Many women on the spectrum mask during social interactions in order to survive. As the name indicates, masking is a hidden process that must happen internally. If it does not, then it has failed. From the outside looking in, it presents as benign coping mechanisms, like taking a deep breath, biting nails, or fidgeting with a pen when anxious. But, there is a darker side to masking that cannot be overlooked.
Masking is the constant monitoring of the socially appropriateness of one’s words, actions, and feelings because, by definition, these words, actions, and feelings must be disguised. Most people can relate to self-monitoring during a job interview or first date, though perhaps not with the same intensity and duration involved in masking. However, understanding the foundational reason driving the need to mask is far more difficult and troubling.
Let’s begin by describing the mask. The internal dialogue of masking sounds a lot like this:
Is my tone of voice right? Too harsh? Too soft? Can they hear me? Do I sound aggressive?
Am I looking at the person’s eyes? Am I staring? Am I not looking enough?
Are my shoulders straight? Do I look uncomfortable?
Do I smell? Can people smell me?
Are my gestures too big? Too small? Ill-timed? Inappropriate?
Am I smiling? Am I smiling too much?
Am I moving too much? What do I do with my arms? What do I do with my legs?
Do I look anxious? Do I sound anxious?
These questions are supposed to help autistics accumulate meaningful information about the interaction, the other person, and how they personally are fairing in the interaction. Head nods, smiles, eyebrows raises, head tilts, and changes in tone are a few of the many, many nonverbal and verbal communication tools that neurotypicals use reflexively. In contrast, for autistics, a smile, laugh, or nod occurs because the person has internally questioned and internally approved the appropriateness of the element for the context. Think of controlling a marionette: Nod of the head — pull a string. Gesture “shhh” — pull a few strings. Raise the eyebrows — pull a different string. For far too many, nothing happens without planning, effort, and execution because the autistic brain is manually controlling the autistic body.

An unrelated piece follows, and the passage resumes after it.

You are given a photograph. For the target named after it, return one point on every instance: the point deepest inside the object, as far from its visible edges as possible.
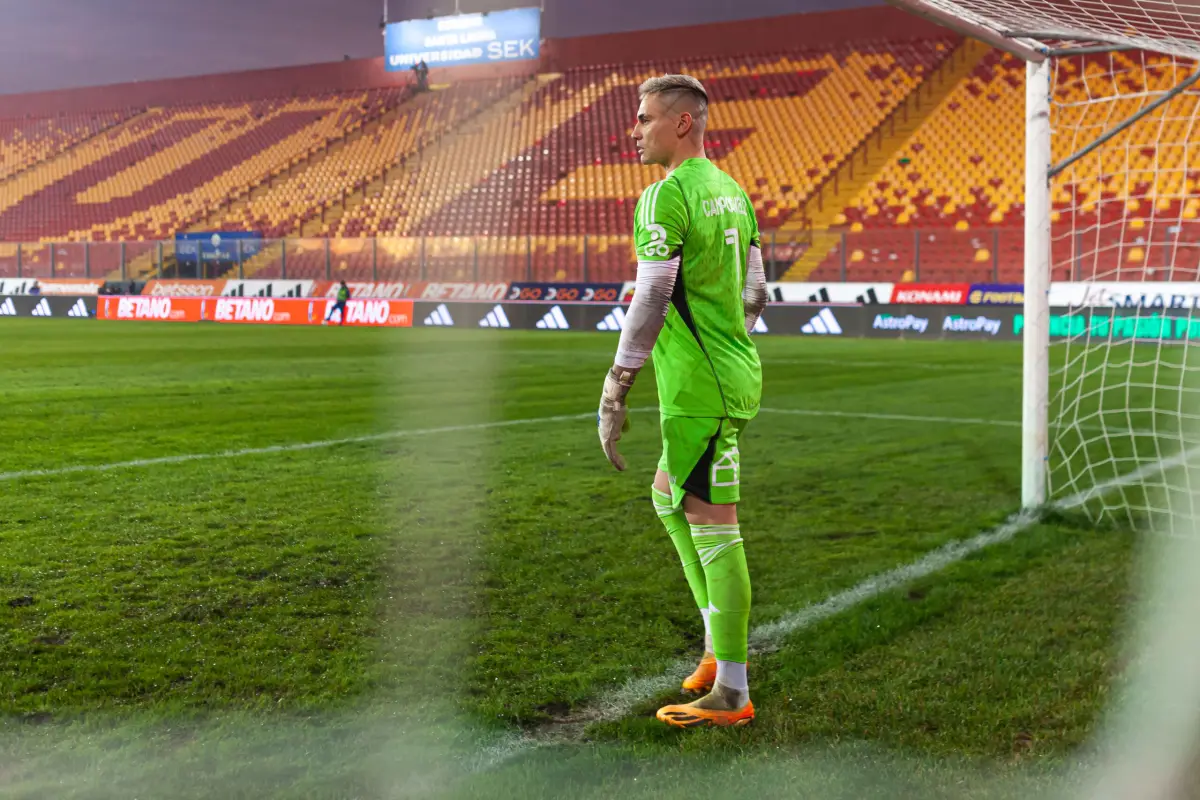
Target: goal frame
(1036, 49)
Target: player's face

For autistics, the reflexive nature of social interaction is limited; a cognitive decision is involved to do everything — either before the action or after. The questioning “after” is sometimes more challenging because deciding whether or not something is “okay” can be very difficult once the moment has passed. Hence, the endless cycle of questioning, correction, and self-doubt that eventually results in overwhelm and incapacitation. And what if you can’t shed the mask in the privacy of your home? Sometimes, the internal voice whispers, “But, if I was in public, I can’t do that.” Sure, the rules are looser, but they exist.
Masking is a purely neurotypical construct created by autistics because of neurotypical social control and neurotypical expectations of the behavior of autistics. At its core, masking is about requiring autistics to appear less autistic for the comfort and benefit of the neurotypical.

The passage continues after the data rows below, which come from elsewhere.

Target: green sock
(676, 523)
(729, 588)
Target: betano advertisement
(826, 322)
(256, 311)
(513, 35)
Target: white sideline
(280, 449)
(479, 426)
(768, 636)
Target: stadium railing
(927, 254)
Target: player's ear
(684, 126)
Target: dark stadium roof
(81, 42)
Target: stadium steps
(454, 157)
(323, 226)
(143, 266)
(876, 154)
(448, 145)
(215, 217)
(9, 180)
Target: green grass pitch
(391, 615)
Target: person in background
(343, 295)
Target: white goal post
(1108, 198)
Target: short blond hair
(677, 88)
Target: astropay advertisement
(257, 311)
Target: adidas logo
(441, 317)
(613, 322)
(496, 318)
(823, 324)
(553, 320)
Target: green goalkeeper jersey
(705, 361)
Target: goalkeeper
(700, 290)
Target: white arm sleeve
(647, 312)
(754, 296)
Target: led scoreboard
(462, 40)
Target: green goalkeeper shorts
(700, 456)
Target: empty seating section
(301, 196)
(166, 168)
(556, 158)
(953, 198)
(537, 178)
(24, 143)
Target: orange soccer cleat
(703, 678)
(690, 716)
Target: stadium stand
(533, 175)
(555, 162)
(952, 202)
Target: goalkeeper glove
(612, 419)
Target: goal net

The underlying assumption of masking is two-fold. First, masking rests on the foundation that autistics are naturally inclined to act in ways that are incorrect, discomforting, or “weird” to neurotypicals. They are presumed guilty, even if they have no idea what social law they broke and why that law matters. Actions like tapping fingers to one’s thumb, spinning wrists, avoiding eye contact, and flapping are pathologized because of how they make others feel.
Pay no mind to the fact that the masked behaviors hurt no one and may be allowing autistics to survive and/or thrive in an environment with neurotypicals. Masking puts the autistic in perpetual self-analysis mode that is by design fueled by identifying mistakes or doubting the appropriateness of choices already made. Dread becomes the prevailing mood for social interactions, as one is waiting for the shoe to drop — knowing it will drop — but perhaps not knowing why it dropped or how to fix it.
Masking is also founded on the notion that autistics are the perpetrators of all social discomfiture and faux pas, and, as a result, autistics can and must do the social manueverings to avoid or fix the social crime. Yes, that’s right: The people who inadvertently cause the problem have the responsibility to avoid the problem. If it was that simple, then, wouldn’t the need to mask be moot in the first place? But, I digress.
Let’s be clear: Masking is about autistics acting like neurotypicals because, if they do not, neurotypicals are so uncomfortable that neurotypicals cannot function. So, we put autistics in the impossible position of setting aside their true selves in order to survive the social and emotional backlash of neurotypicals.
Somewhere in this discussion, there is an ironic commentary on how superficial neurotypicality can be, but that’s for another time. The costs of masking have been well-documented but deserve the spotlight: depression, anxiety, loss of self, suicide, exhaustion. At its core, masking about changing who you are because you have no choice. Should this be the cost of interacting with neurotypicals?